The FEI Tribunal has issued a further warning about the risks in taking supplements after a Czech show jumping team rider’s doping positive was traced to a mislabelled weight loss aid.

Jumper Emma Augier de Moussac tested positive to the prohibited, specified substance Hydrochlorothiazide – a diuretic – at the eastern European Olympic qualifying event in Hungary last June.

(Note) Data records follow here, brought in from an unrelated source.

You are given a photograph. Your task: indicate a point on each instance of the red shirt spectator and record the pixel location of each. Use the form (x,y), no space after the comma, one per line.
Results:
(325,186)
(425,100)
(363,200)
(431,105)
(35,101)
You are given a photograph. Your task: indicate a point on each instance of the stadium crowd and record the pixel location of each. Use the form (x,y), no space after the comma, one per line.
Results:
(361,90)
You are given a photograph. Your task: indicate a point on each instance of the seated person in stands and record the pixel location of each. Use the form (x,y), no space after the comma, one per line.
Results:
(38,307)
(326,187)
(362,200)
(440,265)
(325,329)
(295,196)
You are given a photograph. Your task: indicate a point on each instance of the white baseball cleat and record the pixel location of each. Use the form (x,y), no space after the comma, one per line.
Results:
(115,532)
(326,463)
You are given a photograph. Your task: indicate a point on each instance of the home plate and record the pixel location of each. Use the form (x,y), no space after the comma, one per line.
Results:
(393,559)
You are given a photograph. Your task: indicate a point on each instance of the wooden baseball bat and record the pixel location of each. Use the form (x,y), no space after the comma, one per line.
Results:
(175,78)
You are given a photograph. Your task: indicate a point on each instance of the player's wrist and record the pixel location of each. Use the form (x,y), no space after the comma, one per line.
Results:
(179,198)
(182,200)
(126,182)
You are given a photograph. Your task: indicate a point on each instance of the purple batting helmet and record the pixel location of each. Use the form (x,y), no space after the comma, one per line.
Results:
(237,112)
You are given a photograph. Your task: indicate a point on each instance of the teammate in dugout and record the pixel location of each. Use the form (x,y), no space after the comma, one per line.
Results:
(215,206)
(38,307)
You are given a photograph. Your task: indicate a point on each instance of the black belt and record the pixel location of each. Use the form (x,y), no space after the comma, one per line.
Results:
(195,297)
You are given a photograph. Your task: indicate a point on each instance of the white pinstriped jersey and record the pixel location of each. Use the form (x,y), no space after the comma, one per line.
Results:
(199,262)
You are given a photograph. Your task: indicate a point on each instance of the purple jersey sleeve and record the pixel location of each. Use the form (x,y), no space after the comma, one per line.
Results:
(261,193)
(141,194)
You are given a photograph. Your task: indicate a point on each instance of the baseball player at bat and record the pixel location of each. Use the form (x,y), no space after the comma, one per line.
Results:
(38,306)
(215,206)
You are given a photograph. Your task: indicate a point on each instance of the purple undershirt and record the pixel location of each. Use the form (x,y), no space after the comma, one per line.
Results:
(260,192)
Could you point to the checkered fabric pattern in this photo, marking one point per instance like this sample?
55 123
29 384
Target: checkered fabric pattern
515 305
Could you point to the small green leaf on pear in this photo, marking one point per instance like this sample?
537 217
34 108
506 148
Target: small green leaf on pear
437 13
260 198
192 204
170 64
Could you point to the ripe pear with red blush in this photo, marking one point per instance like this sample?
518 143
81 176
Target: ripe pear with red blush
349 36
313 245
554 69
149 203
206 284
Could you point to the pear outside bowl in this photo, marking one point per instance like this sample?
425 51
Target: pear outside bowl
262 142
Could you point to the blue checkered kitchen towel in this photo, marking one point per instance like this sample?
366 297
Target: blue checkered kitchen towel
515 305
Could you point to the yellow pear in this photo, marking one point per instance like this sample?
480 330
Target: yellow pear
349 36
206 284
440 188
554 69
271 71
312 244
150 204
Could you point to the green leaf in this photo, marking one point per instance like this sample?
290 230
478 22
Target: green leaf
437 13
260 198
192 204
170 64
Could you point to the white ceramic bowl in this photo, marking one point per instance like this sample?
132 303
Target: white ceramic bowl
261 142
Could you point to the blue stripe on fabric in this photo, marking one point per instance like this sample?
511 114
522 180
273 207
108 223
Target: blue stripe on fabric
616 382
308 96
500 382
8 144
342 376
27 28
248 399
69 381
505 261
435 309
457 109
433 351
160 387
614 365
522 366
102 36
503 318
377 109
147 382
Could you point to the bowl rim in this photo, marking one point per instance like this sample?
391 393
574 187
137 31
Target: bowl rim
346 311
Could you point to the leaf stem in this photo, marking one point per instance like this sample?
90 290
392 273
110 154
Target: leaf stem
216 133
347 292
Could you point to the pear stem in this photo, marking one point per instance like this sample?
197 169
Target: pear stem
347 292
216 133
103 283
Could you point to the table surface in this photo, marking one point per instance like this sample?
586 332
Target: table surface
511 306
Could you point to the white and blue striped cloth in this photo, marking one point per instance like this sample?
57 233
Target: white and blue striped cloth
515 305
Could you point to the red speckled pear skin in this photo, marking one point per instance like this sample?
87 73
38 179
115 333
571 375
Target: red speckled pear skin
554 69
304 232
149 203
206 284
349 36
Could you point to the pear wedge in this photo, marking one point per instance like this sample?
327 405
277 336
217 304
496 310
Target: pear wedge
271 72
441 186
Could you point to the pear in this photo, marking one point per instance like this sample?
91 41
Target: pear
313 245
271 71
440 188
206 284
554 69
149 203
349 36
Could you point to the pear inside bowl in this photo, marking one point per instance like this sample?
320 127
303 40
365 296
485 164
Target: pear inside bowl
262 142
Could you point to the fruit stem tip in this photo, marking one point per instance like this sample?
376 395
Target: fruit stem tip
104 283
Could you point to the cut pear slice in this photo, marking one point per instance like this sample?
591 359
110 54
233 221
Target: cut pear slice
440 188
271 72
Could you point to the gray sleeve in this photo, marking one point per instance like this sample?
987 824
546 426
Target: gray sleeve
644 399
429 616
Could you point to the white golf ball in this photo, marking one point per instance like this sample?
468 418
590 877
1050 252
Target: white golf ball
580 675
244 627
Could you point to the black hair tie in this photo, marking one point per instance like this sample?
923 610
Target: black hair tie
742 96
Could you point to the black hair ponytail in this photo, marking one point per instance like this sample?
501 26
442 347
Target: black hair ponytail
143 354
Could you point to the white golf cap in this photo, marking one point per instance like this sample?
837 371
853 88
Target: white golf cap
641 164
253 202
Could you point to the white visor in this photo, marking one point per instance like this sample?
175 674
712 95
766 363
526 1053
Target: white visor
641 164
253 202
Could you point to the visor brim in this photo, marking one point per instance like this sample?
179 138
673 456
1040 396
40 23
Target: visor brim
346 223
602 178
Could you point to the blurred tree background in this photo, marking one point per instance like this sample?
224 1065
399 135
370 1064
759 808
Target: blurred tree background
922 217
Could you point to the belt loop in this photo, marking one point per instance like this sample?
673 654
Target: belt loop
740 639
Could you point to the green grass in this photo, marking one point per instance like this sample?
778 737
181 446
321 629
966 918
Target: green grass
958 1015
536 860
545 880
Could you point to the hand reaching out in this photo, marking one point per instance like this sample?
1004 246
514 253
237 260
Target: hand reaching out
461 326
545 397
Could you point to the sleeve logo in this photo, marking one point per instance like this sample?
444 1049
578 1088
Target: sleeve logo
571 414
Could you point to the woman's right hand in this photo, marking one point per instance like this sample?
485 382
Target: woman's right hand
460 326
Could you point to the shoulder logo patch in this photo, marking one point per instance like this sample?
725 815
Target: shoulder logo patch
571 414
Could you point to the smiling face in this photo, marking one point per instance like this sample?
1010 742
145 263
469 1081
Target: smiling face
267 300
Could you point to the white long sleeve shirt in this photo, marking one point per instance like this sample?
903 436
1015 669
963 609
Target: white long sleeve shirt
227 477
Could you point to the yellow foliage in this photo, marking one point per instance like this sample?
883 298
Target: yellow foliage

The manufacturer of her dieting supplement, New Green Gold, did not list Hydrochlorothiazide among the ingredients, and only admitted it was included after the rider raised questions.. But while her discoveries enabled her suspension to be reduced from the standard two year tariff to 12 months, the FEI said “an athlete taking supplements is manifestly disregarding [the] risk”.

Augier de Moussac said she had tried to lose weight for some time and was looking for a weight loss product for beauty-oriented objectives only. She had even considered surgery.

Her brother in law had used New Green Gold after seeing it on Instagram, and recommended it. It was sold over the counter in Brazil, where he had a home, so he bought some for her for 250 Brazilian Reals (CAN$64.) The packaging said it contained Linhaça, Abacaxi, Alcachofra, Chia, Limão, Maracujá, Gengibre, Psyllium, Macaperuana, Marmelinho, Garcínia, Colagéno e Caralluma.

An analysis later commissioned by the rider showed the product contained not only Hydrochlorothiazide but Furosemide and Sibutramine, which are also prohibited by WADA. Moreover, the product contained pharmaceuticals Ranitidine, Bupropion, Fluoxetine and Diazepam which meant it was not “ 100% all natural” as marketed.

Augier de Moussac had properly disclosed she was taking New Green Gold at the event. She argued there was no intent to cheat, only her wish to lose weight, and she was therefore acting in good faith when using it, which the FEI accepted.

However, the FEI noted she had carried out no detailed checks or consulted her personal doctor, national federation and/or national doping agency. The FEI said: “It can be expected from a top level athlete who is aiming for the Olympic Games, to be aware of the risk of supplements and to take such measures to assure that the Product is clean before using it in competition and especially at an Olympic Qualifier. Despite the fact that the Athlete did not have the intent to cheat or enhance her performance and has been very cooperative, the FEI concludes that the Athlete could have taken further steps in order to avoid the anti-doping rule violation.”

The offence was resolved by a negotiated settlement, ratified by Tribunal. The suspension was backdated to the date of the positive sample and so ended on 27 June 2020. The rider was also fined 2,000 Swiss francs.

[Editor’s note: Augier de Moussac’s suspension and subsequent disqualification from the Tokyo qualifier does not affect the Czech Republic’s Olympic place, because she returned the team’s drop score.]